Other programs offer a Bachelor of Arts in Psychology with the choice of a major in forensic psychology. This concentration combines psychology, criminal investigation, and law. This degree will study the motives of crime, definitions of insanity, rehabilitation, eyewitness memory, and criminal profiling. You can also pursue a criminal justice degree with an emphasis in forensic psychology. This option teaches the importance and legal significance of evidence, demonstrating how the investigative process works, from crime scene preservation to case preparation and courtroom presentation. Each step of this process involves a forensic psychologist.
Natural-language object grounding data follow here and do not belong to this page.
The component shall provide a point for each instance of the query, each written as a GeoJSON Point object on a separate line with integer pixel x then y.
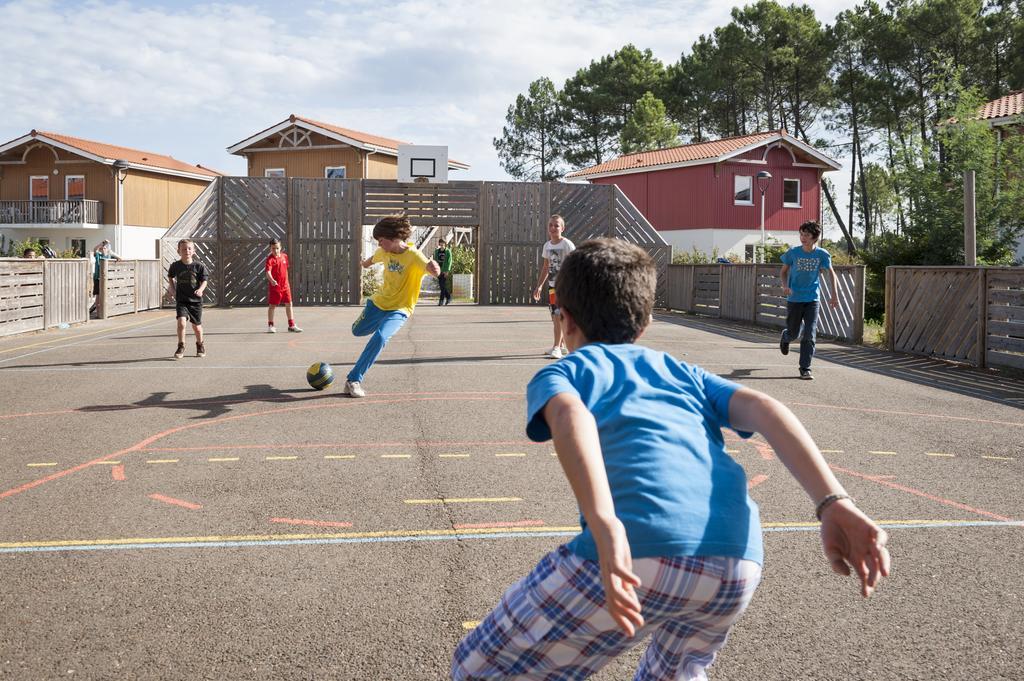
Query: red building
{"type": "Point", "coordinates": [708, 196]}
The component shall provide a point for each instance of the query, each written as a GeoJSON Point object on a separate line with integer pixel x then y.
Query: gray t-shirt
{"type": "Point", "coordinates": [555, 253]}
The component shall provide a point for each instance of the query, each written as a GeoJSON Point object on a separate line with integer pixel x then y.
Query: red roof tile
{"type": "Point", "coordinates": [684, 154]}
{"type": "Point", "coordinates": [130, 155]}
{"type": "Point", "coordinates": [1012, 104]}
Unfortunately, there are not a lot of schools offering programs in forensic psychology. Another track can be a Bachelor of Science in Criminal Psychology. This program provides you with an overview of the criminal justice system, including aspects of law enforcement, the court systems, correctional organizations, and the ethics and philosophy of criminal justice. You examine theories regarding the nature and cause of criminal behavior and society’s response, approaching the study of crime from a philosophical, psychological, and sociological perspective.
Criminal Psychology vs. Forensic Psychology
Above, we introduced two possible degrees to enter the profession of profiling. Is there a difference? Yes. Criminal psychology focuses on understanding the psychological motivations that occur behind any given crime. It involves the evaluation of crime scenes, evidence, witnesses, and victims. In addition, criminal psychologists create a profile to help law enforcement apprehend a criminal after a crime is committed. Students interested in criminal psychology should study criminal justice, criminology, or forensic psychology.
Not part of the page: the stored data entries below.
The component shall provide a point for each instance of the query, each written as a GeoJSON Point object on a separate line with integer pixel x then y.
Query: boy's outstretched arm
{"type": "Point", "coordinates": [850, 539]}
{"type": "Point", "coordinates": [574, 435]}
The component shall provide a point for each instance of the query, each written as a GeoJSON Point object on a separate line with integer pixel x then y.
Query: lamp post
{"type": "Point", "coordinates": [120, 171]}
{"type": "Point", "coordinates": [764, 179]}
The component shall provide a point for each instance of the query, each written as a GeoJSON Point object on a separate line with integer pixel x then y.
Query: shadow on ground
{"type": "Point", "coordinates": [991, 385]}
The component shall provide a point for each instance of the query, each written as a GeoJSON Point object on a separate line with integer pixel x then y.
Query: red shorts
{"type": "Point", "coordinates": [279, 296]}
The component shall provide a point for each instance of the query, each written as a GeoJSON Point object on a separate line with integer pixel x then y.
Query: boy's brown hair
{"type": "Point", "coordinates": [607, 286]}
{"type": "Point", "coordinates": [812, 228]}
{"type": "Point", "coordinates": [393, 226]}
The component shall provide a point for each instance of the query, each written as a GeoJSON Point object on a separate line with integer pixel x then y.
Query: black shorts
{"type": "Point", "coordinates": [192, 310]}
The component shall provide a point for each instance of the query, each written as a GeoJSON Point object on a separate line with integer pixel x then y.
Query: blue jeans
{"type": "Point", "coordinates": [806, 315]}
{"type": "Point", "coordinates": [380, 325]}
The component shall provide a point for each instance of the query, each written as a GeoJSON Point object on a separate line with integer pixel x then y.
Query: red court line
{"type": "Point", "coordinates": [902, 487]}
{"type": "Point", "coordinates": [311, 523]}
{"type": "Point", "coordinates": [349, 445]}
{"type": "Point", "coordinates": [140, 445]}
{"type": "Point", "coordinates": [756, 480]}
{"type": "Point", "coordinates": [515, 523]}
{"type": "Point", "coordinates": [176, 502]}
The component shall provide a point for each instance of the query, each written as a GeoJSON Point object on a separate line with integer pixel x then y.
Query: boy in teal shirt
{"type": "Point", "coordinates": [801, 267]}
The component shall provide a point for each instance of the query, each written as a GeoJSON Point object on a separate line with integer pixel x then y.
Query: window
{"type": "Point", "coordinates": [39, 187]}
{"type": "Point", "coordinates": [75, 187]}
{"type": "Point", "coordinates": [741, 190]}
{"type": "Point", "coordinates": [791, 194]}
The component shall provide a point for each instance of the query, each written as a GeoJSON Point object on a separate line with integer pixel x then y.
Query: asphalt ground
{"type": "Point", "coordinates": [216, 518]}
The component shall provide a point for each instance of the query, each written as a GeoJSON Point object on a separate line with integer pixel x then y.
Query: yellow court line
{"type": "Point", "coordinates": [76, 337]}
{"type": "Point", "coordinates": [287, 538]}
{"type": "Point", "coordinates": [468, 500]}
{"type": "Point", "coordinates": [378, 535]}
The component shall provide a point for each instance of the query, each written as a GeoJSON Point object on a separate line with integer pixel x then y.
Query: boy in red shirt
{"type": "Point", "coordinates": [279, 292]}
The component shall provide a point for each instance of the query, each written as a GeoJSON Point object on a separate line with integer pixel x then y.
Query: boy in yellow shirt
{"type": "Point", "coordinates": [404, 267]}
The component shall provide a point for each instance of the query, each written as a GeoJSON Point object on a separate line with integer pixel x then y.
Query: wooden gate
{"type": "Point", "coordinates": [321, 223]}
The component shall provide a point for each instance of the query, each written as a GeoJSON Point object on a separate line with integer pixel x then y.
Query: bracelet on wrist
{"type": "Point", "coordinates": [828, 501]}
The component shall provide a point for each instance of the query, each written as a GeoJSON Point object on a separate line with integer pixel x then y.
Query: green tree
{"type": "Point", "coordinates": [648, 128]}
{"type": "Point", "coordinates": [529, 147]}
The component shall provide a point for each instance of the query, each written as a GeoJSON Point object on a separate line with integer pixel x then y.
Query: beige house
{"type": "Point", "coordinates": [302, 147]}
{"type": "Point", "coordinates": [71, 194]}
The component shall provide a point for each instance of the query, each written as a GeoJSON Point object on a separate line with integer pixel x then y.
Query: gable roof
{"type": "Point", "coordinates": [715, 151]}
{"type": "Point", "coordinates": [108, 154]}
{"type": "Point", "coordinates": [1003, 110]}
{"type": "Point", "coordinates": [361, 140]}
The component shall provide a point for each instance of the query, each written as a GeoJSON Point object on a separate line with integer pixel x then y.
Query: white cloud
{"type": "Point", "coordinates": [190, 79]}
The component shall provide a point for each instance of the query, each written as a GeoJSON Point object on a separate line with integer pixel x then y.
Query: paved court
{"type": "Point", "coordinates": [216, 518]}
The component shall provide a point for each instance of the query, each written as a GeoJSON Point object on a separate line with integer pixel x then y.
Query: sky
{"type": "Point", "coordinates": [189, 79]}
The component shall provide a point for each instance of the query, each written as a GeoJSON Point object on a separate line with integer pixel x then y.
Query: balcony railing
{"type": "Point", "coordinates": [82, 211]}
Forensic psychology applies psychology to the criminal justice system and will frequently deal with the legal aspect of criminal justice, such as law and public policy or competency. These psychologists study and advise on crime prevention systems, rehabilitation systems, and courtroom dynamics. They evaluate criminals and assess the likelihood of re-offending. The majority of forensic psychologists work for state or local government legal or justice systems. Universities, laboratories, hospitals, or medical examiner offices also employ them. A forensic psychology student prepares for his/her career by earning a bachelor’s degree in psychology.
As with the bachelor’s degrees, there are both Master’s of Arts and Science in Forensic Psychology. Generally, they both include a fundamental training in clinical psychology as well as specialized coursework and practicum experiences tailored to the study of forensic psychology and law. You may study Psychology & Law, Behavior Pathology, and Child Psychopathology. Other courses, after a year or two of liberal studies, may involve Forensic Psychology, Criminal Psychology, Biopsychology, Criminal Behavior, and Sociology of Deviant Behavior.
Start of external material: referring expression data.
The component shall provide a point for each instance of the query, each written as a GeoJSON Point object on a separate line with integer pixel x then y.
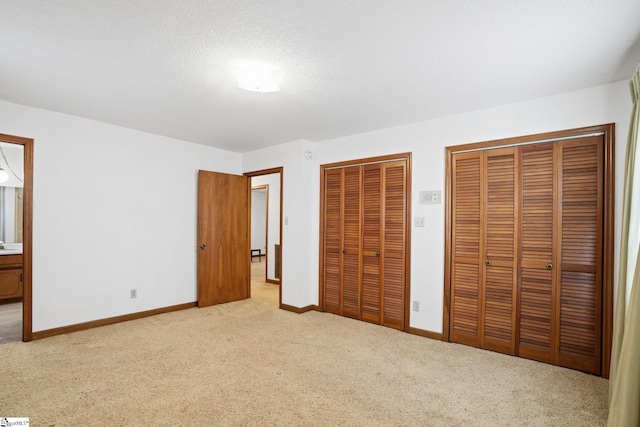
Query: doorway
{"type": "Point", "coordinates": [16, 216]}
{"type": "Point", "coordinates": [266, 231]}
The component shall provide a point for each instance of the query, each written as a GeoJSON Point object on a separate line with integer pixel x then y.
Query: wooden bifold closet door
{"type": "Point", "coordinates": [527, 251]}
{"type": "Point", "coordinates": [364, 242]}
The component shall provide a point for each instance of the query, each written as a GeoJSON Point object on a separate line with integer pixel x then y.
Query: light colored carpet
{"type": "Point", "coordinates": [249, 364]}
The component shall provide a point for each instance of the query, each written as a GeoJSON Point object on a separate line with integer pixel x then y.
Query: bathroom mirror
{"type": "Point", "coordinates": [11, 193]}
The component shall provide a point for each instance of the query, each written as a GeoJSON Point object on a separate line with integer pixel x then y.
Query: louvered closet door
{"type": "Point", "coordinates": [537, 279]}
{"type": "Point", "coordinates": [465, 247]}
{"type": "Point", "coordinates": [580, 269]}
{"type": "Point", "coordinates": [499, 279]}
{"type": "Point", "coordinates": [351, 271]}
{"type": "Point", "coordinates": [393, 256]}
{"type": "Point", "coordinates": [333, 232]}
{"type": "Point", "coordinates": [372, 204]}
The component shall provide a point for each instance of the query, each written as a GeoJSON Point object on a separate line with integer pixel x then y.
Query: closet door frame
{"type": "Point", "coordinates": [406, 157]}
{"type": "Point", "coordinates": [608, 133]}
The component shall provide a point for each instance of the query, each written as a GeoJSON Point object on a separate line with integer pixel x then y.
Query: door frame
{"type": "Point", "coordinates": [266, 231]}
{"type": "Point", "coordinates": [262, 172]}
{"type": "Point", "coordinates": [407, 249]}
{"type": "Point", "coordinates": [27, 238]}
{"type": "Point", "coordinates": [608, 132]}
To answer the captioned question succinctly, you need a bachelor’s degree. Preferably in criminal justice or psychology. The Pat Brown Criminal Brown Criminal Profiling Agency in Bowie, Maryland states, “A master’s may be perfectly acceptable and a bachelor’s will at least give you the ability to say you are college educated”. The agency also writes, “Most people chose forensics, psychology, or criminal justice as their degree programs.” You may consider a major that offers courses in criminal justice and psychology. You can always advance your education later with a master’s in forensic psychology or similar field.
This is an extremely specialized profession. Because of this fact, there are few jobs available for criminal profilers. Therefore, as you decide on a degree, select the one you can apply to other professions within law enforcement.